The worship of Shala and Adad as a couple is attested in both Assyria and Babylonia in multiple time periods. Shala appears in late Aramaic sources as well, for example in a bilingual inscription from Tell Fekheriye. In the first millennium BCE Zabban was the location of an important temple of Adad and Shala, seemingly connected in some way with Sippar. She was also venerated in Guzana. An Assyrian temple of Adad and Shala was also located in Kalhu according to a document from the reign of Ashurnasirpal II. An inscription of the neo-Assyrian king Sinsharishkun might indicate that Shala was worshiped in the joint temple of Anu and Adad in Assur. Other sites where she was worshiped alongside Adad include Nineveh, Kurba'il, Ekallatu, Urakka, Suhu and Babylon. In Achaemenid and Seleucid Uruk Shala was one of the goddesses accompanying Antu during a parade of deities celebrating the New Year festival.
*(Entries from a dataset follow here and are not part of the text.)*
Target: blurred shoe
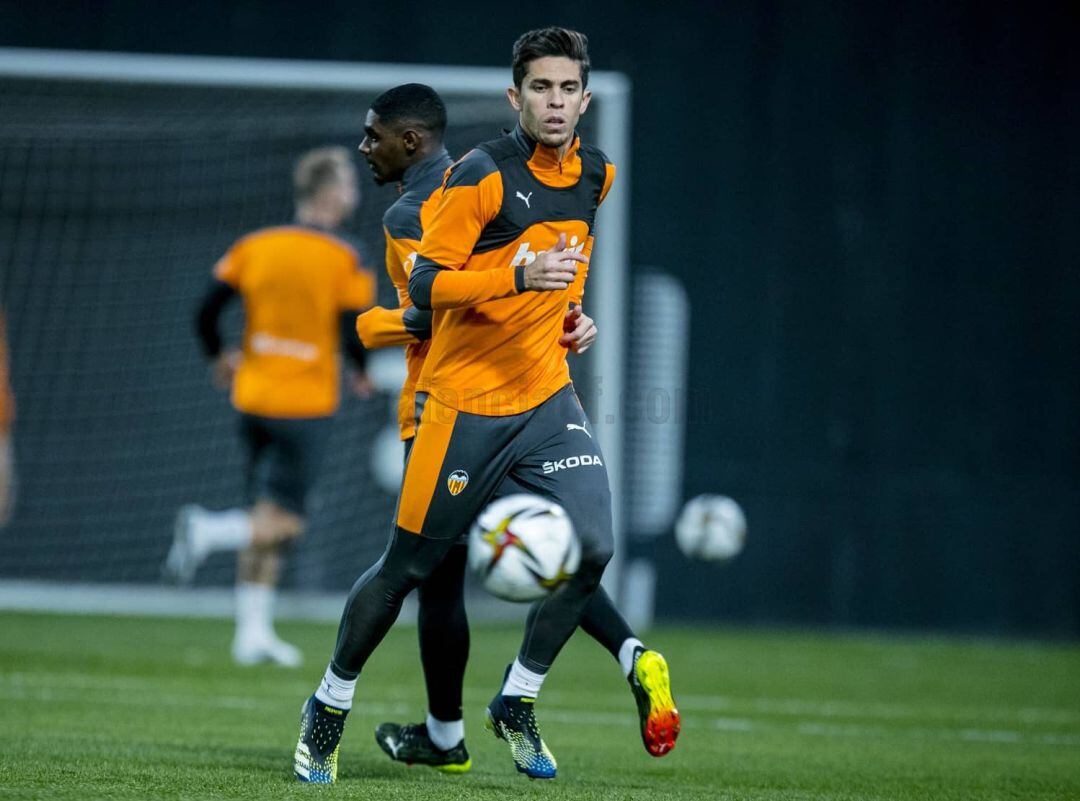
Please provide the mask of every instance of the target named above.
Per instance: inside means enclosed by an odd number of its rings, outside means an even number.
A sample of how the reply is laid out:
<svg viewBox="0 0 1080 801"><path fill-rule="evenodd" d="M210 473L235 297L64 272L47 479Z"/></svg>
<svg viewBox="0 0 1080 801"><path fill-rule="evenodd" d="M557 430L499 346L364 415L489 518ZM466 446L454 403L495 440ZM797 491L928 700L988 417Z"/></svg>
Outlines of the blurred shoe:
<svg viewBox="0 0 1080 801"><path fill-rule="evenodd" d="M200 511L199 506L189 503L180 506L176 513L176 520L173 524L173 545L168 548L165 564L161 568L165 581L173 584L190 584L206 556L197 551L192 539L192 521Z"/></svg>
<svg viewBox="0 0 1080 801"><path fill-rule="evenodd" d="M380 723L375 742L395 762L429 765L443 773L465 773L472 768L463 739L444 751L431 742L426 723Z"/></svg>
<svg viewBox="0 0 1080 801"><path fill-rule="evenodd" d="M337 780L338 750L348 709L327 706L314 695L300 707L300 738L293 772L300 782L330 785Z"/></svg>
<svg viewBox="0 0 1080 801"><path fill-rule="evenodd" d="M518 773L529 778L555 778L555 757L540 737L536 701L528 695L503 695L500 690L487 705L485 725L510 745L510 756Z"/></svg>
<svg viewBox="0 0 1080 801"><path fill-rule="evenodd" d="M675 747L681 721L672 697L667 663L656 651L634 650L634 668L626 679L637 702L642 722L642 742L653 757L662 757Z"/></svg>
<svg viewBox="0 0 1080 801"><path fill-rule="evenodd" d="M296 646L279 639L273 632L238 634L232 640L232 660L245 667L264 662L279 667L299 667L303 664L303 653Z"/></svg>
Multiple theophoric names indicating the worship of Shala are known, with Ipqu-Shala, translated as "friendly hug of Shala" by Daniel Schwemer, being particularly common. Other names, with fewer attestations, include Amat-Shala ("servant of Shala"), Apil-Shala ("son of Shala"), Nur-Shala ("light of Shala"), Sha-Shala-rema ("the actions of Shala are merciful"), Shala-damquat ("Shala is good"), Shala-sharrat ("Shala is a queen"), Shala-ummi ("Shala is my mother"), Shimat-Shala ("fate determined by Shala") and Shu-Shala ("he of Shala"). Some of them are attested west of Mesopotamia, in Mari.
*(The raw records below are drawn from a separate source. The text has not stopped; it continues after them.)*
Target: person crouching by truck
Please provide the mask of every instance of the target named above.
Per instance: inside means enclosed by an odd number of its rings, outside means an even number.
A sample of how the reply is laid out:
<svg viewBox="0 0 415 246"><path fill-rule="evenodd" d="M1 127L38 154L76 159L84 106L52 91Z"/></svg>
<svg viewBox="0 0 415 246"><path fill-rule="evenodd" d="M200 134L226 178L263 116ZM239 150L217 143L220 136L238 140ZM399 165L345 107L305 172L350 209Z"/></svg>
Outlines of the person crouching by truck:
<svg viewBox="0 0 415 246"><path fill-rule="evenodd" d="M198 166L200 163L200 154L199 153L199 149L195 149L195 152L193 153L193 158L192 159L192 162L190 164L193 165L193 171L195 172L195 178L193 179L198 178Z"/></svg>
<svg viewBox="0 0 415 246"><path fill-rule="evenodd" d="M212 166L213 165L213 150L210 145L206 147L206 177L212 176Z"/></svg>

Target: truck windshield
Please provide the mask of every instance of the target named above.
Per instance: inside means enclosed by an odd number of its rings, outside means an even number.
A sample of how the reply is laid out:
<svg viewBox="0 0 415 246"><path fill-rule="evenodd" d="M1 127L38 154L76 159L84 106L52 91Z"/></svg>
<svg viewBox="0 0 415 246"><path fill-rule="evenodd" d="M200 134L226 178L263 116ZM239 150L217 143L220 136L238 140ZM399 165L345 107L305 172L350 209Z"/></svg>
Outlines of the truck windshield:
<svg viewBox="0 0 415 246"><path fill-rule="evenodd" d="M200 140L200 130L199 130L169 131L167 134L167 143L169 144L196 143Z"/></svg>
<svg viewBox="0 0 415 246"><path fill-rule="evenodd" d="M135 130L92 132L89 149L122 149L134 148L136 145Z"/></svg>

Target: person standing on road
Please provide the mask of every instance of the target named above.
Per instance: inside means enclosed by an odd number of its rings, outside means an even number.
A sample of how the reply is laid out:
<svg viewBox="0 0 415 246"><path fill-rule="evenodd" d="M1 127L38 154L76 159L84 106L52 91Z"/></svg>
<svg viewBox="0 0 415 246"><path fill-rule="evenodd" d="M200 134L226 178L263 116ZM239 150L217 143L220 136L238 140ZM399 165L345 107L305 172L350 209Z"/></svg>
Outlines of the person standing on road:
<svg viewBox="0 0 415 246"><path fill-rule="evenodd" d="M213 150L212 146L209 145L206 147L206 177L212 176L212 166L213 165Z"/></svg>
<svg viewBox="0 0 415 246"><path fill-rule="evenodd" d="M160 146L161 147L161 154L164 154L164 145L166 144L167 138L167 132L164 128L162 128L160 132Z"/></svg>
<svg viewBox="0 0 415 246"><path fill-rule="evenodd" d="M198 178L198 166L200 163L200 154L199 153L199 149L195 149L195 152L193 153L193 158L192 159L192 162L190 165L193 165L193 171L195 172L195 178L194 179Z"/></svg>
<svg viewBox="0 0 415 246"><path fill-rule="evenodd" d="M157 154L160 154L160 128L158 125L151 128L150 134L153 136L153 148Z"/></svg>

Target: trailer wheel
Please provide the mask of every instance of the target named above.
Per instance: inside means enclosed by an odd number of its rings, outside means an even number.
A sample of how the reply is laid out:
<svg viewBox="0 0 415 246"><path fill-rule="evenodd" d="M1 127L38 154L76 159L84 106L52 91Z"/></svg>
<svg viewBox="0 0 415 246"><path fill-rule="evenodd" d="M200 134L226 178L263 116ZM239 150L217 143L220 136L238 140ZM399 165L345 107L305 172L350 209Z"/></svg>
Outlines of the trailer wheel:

In incantations Shala was invoked against dogs.

=== In Elam ===
Shala was also worshiped in Elam alongside her husband. While names of presumed Elamite weather deities (Kunzibami, Šihhaš and Šennukušu) appear in Mesopotamian god lists, so far none of them were found in Elamite and Akkadian inscriptions from Elam, and it is assumed that Adad (^{d}IM) and his wife were worshiped under their Mesopotamian names and were not merely stand-ins for the names of deities of Elamite origin. They had a joint temple at Chogha Zanbil, referred to with the term silin, for which various translations have been proposed ("rain water," "abundance," "prosperity," "growth"). Like a number of other terms used to describe temples forming the Chogha Zanbil complex it is a hapax legomenon. Most of the evidence for worship of the pair comes from the lowlands (especially Susa). Other deities whose worship is known mostly from that part of Elam include Pinikir, Lagamal and Manzat.

Only the so-called Persepolis Fortification Archive from early Achaemenid times undeniably confirms the spread of Adad's cult further east. It is also possible that a theophoric name attesting the worship of Shala in the highlands is known from Tall-i Malyān (ancient Anshan).

== Later relevance==
Shala Mons, a mountain on Venus, is named after Shala. Gazetteer of Planetary Nomenclature in the corresponding entry incorrectly identifies her as a "Canaanite" goddess, rather than a Mesopotamian one.